There are best practices that all teams should consider, which include implementing instant replay for the MO, sideline communication using team radios, and positioning of the MO near the 50-yard line for optimum viewing. Again, specific training for the MO role should be considered.
Table 1: Demographics of the MO survey respondents: Most respondents were athletic trainers or Staff Primary care physicians. Half of respondents had less than 6 years experience, and half had more than 6 years experience.
Demographics | Responses |
Professional Occupation | |
Graduate Assistant Certified Athletic Trainer | 5.3% (1) |
Certified Athletic Trainer | 47.4%(9) |
Staff Orthopedic Physician | 5.3%(1) |
Staff Primary Care Physician | 26.3%(5) |
Fellow Orthopedic Physician | 0% |
Fellow Primary Care Physician | 10.5%(2) |
Resident Physician | 0% |
Other | 5.3%(1) |
Years of Experience as Health Care Provider | |
Less than 3 years | 6.25%(1) |
3-5 years | 43.75%(7) |
6-10 years | 6.25%(1) |
Greater than 10 years | 43.75(7) |
Active Athletic Department Affiliation | |
Yes | 57.9%(11) |
No | 42.1(8) |
Table 2: Total Calls that Resulted in a Diagnosis of a Concussion: The total number of calls made among all ACC medical observers over the entire season that resulted in a diagnosis of a concussion. Example, 12 medical observers made zero calls to the sideline that resulted in a diagnosis of a concussion.
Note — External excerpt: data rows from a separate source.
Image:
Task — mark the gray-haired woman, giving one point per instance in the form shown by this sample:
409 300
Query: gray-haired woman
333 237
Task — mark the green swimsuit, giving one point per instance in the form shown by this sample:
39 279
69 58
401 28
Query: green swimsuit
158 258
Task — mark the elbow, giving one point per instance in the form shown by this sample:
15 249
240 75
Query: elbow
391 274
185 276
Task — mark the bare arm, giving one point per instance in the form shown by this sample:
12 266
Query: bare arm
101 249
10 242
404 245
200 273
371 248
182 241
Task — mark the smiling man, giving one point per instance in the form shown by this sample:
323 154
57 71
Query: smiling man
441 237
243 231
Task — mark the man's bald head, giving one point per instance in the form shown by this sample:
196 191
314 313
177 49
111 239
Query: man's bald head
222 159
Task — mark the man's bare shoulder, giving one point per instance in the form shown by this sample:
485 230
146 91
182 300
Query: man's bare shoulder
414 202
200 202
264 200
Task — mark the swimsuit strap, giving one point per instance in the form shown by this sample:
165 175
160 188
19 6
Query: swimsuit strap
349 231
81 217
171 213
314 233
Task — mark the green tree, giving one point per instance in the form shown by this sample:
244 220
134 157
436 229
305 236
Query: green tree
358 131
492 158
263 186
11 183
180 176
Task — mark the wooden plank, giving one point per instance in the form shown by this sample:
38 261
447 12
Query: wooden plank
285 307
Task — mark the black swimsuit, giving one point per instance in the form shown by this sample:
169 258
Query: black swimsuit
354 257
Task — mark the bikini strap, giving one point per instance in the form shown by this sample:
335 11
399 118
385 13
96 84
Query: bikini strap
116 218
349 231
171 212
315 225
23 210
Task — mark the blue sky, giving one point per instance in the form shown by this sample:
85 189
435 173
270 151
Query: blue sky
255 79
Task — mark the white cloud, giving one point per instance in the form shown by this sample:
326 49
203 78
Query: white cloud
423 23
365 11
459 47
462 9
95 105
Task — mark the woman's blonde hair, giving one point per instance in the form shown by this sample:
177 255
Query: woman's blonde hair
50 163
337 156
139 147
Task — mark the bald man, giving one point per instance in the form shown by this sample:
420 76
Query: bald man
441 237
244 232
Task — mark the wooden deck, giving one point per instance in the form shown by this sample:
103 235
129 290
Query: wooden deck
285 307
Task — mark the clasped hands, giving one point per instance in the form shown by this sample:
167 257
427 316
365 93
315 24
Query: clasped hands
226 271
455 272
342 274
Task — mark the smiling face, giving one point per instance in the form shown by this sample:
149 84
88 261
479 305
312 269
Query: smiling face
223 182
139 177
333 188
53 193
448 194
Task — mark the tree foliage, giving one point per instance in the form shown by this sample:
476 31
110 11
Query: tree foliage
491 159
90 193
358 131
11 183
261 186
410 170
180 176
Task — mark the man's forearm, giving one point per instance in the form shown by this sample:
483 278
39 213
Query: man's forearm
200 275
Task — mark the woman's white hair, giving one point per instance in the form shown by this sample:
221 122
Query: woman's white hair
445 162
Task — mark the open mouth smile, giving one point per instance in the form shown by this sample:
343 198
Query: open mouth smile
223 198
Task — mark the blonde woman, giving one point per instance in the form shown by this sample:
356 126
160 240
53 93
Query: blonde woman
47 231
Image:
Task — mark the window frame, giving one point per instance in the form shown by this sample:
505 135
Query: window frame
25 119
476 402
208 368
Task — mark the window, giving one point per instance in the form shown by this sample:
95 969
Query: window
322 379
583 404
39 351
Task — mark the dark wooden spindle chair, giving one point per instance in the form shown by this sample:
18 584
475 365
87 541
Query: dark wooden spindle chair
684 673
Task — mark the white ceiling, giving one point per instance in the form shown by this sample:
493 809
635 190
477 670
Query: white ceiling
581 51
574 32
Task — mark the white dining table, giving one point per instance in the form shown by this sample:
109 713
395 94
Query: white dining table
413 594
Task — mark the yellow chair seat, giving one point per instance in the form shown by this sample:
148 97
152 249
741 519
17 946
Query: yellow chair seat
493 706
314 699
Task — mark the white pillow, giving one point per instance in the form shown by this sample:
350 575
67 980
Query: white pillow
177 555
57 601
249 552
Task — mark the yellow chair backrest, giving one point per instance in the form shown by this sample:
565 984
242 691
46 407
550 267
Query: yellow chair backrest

Total # of Calls | # of Medical Observers |
0 | 12 |
1 | 3 |
2 | 2 |
3 | 1 |
4 | 1 |
5 | 1 |
Unsure | 0 |
Other | 0 |
Table 3: Total calls per MO for season that lead to a SRC diagnosis not first witnessed by sideline medical staff: The total number of calls made per medical observer over the entire season that resulted in a diagnosis of a SRC that was not first witnessed by the sideline medical staff. Example, 2 medical observers each made one call to the field that resulted in a diagnosis of a concussion that was not witnessed by the sideline medical staff.
Total # of Calls per MO | # of Medical Observers |
0 | 16 |
1 | 2 |
2 | 1 |
3 | 0 |
4 | 0 |
5 | 0 |
Other | 0 |
Table 4: Total calls for season that led to an injury diagnosis not witnessed by sideline medical staff: The total number of calls made among all ACC medical observers over the entire season that resulted in an injury diagnosis that was not witnessed by the sideline medical staff. *MO unable to determine.
Total # of calls | # of Medical Observers |
0 | 14 |
1 | 4 |
2 | 1 |
3 | 0 |
4 | 0 |
5 | 1 |
Other* | 1 |
CONCLUSION/SUMMARY
The MO role is a new position on the medical team at collegiate football games. At this time, there is little data to determine if the MO is making collegiate football safer. Through the use of a 19- item survey, we demonstrated that the MO does indeed detect SRCs that are not seen by the sideline medical staff. The survey also showed that many ACC teams used the MO as a secondary injury observer, further increasing the value of this new position. To further promote the efficacy of their role, each MO should be provided with the best available tools, communication, and viewing angles.